Bunun tesbitinde ise; davacınıri yaptığı bina ve eklentiler için hiçbir şekilde maliyet hesabı yapılmaksızın taşınmazın üçüncü kişiye satış tarihi itibariyle taşınmazın mevkii, konumu, imar durumu,satın alınmasındaki objektif amaç, taşınmaz üzerindeki muhdesatların alıcıya sağlayacağı muhtemel yarar ile varlığının getireceği muhtemel zarar gibi faktörler tek tek irdelenerek taşınmazın muhdesatlı gerçek sürüm değeri ile muhdesatlar yok farz edilerek gerçek sürüm değerleri ayrı ayrı saptanmakta bu yolla bulunacak iki değer arasında muhdesatları yapan lehine bir fark oluşmaz, değişik bir anlatımla taşınmaz üzerinde bulunan muhdesatların varlığı alıcı yönünden bir ekonomik değer taşımadığı için satım bedeline etki yapmıyor veya yapmayacak ise davalıların muhdesatlar nedeniyls zenginleşmelerinin olmadığı aksi halde iki bedel arasında muhdesatları yapan yönünden lehine bir fark oluştuğunda ise bu iki değerinin birbirine oranlanması, bu oranının üçüncü kişiye satış bedeline uygulanması suretiyle elde edilecek fark bedel kadar muhdasatlar nedeniyle arsa sahiplerinin zenginleştiği kabul edilmektedir.

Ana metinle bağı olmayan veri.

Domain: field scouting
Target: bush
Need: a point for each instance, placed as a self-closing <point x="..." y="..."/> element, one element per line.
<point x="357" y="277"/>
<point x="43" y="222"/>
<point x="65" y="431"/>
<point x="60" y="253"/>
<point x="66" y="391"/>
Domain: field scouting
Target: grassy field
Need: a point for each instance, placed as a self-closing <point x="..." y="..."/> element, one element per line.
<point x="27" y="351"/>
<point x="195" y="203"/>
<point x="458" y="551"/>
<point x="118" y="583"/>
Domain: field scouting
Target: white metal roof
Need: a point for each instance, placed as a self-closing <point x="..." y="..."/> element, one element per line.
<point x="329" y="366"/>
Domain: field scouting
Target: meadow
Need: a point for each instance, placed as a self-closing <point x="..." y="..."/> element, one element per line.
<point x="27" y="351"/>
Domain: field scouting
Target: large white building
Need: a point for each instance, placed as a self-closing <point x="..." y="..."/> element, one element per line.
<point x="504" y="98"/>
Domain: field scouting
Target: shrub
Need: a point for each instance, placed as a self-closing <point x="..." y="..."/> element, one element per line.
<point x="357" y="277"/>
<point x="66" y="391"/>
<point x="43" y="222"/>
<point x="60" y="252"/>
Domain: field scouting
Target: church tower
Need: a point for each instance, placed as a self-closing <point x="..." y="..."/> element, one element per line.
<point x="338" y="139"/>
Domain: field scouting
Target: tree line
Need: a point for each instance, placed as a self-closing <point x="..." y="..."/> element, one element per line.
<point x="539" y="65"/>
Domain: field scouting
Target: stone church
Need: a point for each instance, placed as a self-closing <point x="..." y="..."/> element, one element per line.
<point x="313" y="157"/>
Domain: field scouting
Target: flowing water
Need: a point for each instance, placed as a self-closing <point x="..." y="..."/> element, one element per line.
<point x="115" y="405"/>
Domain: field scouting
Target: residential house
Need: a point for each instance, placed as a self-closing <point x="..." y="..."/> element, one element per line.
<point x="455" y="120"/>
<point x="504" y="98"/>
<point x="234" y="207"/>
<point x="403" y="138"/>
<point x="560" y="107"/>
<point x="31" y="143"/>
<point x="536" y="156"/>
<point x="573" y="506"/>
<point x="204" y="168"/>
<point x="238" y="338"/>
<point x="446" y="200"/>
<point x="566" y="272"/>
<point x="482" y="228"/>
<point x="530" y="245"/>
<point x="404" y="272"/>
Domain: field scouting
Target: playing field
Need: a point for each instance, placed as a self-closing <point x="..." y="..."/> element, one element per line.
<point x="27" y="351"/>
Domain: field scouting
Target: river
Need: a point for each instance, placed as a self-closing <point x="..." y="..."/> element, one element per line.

Mahkemenin hükmüne esas aldığı bilirkişi raporu az yukarıda açıklanan hususları açıklığa kavuşturan bir rapor niteliğinde değildir. Anılan raporda, davacı tarafından yapılan bina ve eklentileri için asgari levazım değerine ilişkin bir tesbit olmadığı gibi, davalıların sebepsiz zenginleşmelerine ilişkin saptaması da yeterli değildir ve kendi içinde çelişkilidir. Şöyle ki; öncelikle muhtesatlar için üçüncü kişiye satış tarihi yerine dava tarihi esas alınmak suretiyle maliyet hesabı yapılıp, yıpranma düşüldükten sonra bulunan maliyet değeri zeminin değerine ilave edilmek suretiyle muhtesatlı taşınmaz değeri saptanmıştır. Diğer taraftan muhtesatsız yalın değerinin de hangi faktörler esas alınarak saptandığına ilişkin raporda inandırıcı bir gerekçeye yer verilmemiştir.Öte yandan davacının yaptığı gecekondu ve eklentilerinin aynen muhafaza edilmesine olanak yoktur şeklindeki düşünceye karşın bunların satış bedeline maliyet değetieriyie aynen yansıyacağını kabul şeklindeki çelişki de izah edilmemiştir. Bu nitelikteki bir raporun hükme esas alınması mümkün değildir.

Davadaki ileri sürülüşe göre davacı, ancak davalıların haksız zenginleşmesi mevcut ise bu zenginleşme miktarından fazla olmamak kaydıyla az yukarıda açıklanan yönteme uygun taşınmazın üçüncü kişiye satış tarihi itibariyle hesaplanacak asgari levazım değirini davalılardan tapudaki payları oranında isteyebilir. Davalıların sebepsiz zenginleşmeleri bulunmadığı takdirde ise davanın reddi gerekir.

Mahkemenin açıklanan şekilde inceleme ve araştırma yapmadan yetersiz ve kendi içinde çelişkili, somut olayın özelliğine uygun düşmeyen bilirkişi raporunu aynen benimseyerek yazılı şekilde karar vermesi usul ve kanuna aykırı olup bozmayı gerektirir.

SONUÇ : Açıklanan nedenlerle temyiz olunan mahkeme kararının temyiz eden davalı hazine yararına ( BOZULMASINA ), 12.10.2000 gününde oybirliğiyle karar verildi.